目の前には血だらけになったゴブリンの死体が横たわっている。
「.....はぁー...........やっぱり夢じゃないんだよな、これって......っいっ.........」
改めてこの出来事が夢ではないのだなと再認識してすぐに、全身に激しい痛みが走る。
俺が今までで経験したことのある痛みを遥かにうわまわる痛みが俺を襲う。
痛すぎて気が狂いそうになるが、先程の出来事をしっかりと思い出して、すぐに俺は取得したスキルを使用する。
「キュア!キュア!!!キュア!!!」
俺はあまりの痛みに我を忘れ、無我夢中で一気に治癒魔術を三連発で自分に向けて使用した。

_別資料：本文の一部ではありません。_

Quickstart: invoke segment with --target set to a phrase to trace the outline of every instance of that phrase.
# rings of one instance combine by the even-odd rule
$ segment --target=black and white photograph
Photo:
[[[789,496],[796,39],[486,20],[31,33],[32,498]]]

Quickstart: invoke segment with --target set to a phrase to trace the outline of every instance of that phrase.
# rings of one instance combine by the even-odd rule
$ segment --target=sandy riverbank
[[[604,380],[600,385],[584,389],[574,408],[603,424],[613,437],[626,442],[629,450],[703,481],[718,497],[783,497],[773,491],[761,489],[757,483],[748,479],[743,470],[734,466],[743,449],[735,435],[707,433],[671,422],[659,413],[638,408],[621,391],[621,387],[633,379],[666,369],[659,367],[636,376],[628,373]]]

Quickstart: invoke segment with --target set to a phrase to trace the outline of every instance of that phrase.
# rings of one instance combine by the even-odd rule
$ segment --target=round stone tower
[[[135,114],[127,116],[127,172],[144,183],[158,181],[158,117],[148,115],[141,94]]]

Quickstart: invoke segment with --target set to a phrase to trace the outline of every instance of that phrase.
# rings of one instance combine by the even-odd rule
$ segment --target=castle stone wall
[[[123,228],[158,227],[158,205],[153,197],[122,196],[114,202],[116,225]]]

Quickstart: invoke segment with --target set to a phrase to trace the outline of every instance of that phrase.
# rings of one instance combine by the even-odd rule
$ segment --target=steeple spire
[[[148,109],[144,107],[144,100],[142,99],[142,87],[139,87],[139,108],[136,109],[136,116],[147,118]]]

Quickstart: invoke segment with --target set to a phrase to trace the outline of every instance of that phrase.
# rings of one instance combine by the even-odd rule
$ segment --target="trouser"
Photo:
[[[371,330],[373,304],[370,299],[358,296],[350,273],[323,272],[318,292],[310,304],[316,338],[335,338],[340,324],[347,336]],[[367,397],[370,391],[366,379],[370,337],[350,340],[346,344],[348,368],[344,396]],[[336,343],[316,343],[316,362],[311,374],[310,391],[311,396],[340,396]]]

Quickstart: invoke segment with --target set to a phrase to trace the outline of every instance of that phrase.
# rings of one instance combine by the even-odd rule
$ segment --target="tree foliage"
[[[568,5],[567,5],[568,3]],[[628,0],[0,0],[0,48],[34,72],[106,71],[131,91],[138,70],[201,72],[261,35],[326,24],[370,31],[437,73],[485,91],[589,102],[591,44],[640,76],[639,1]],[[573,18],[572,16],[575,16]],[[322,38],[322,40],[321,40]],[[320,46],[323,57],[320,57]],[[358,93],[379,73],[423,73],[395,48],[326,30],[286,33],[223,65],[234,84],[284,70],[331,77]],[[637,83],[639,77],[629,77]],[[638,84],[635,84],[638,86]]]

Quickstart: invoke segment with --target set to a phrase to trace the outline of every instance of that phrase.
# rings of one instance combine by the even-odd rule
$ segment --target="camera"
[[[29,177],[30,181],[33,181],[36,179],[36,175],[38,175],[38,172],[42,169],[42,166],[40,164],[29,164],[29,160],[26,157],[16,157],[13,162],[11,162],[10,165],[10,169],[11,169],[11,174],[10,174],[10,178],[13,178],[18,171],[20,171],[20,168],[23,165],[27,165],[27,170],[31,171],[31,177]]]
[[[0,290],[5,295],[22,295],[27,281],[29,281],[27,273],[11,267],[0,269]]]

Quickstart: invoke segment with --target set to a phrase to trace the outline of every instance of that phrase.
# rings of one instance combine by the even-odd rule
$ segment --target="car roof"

詠唱を終えると、治癒魔法はすぐに発動して俺の体が少しだけ光ると、みるみるうちに先程までの激しい痛みが引いていき、数秒もせずに俺の傷は完治していた。
「.............................キュアハンパねぇ.........。」
思わず、そんなことを呟いきながら改めて魔法の凄さを噛み締めていた。っと、今キュアって言葉に出しちゃったけどまた発動して............ないな?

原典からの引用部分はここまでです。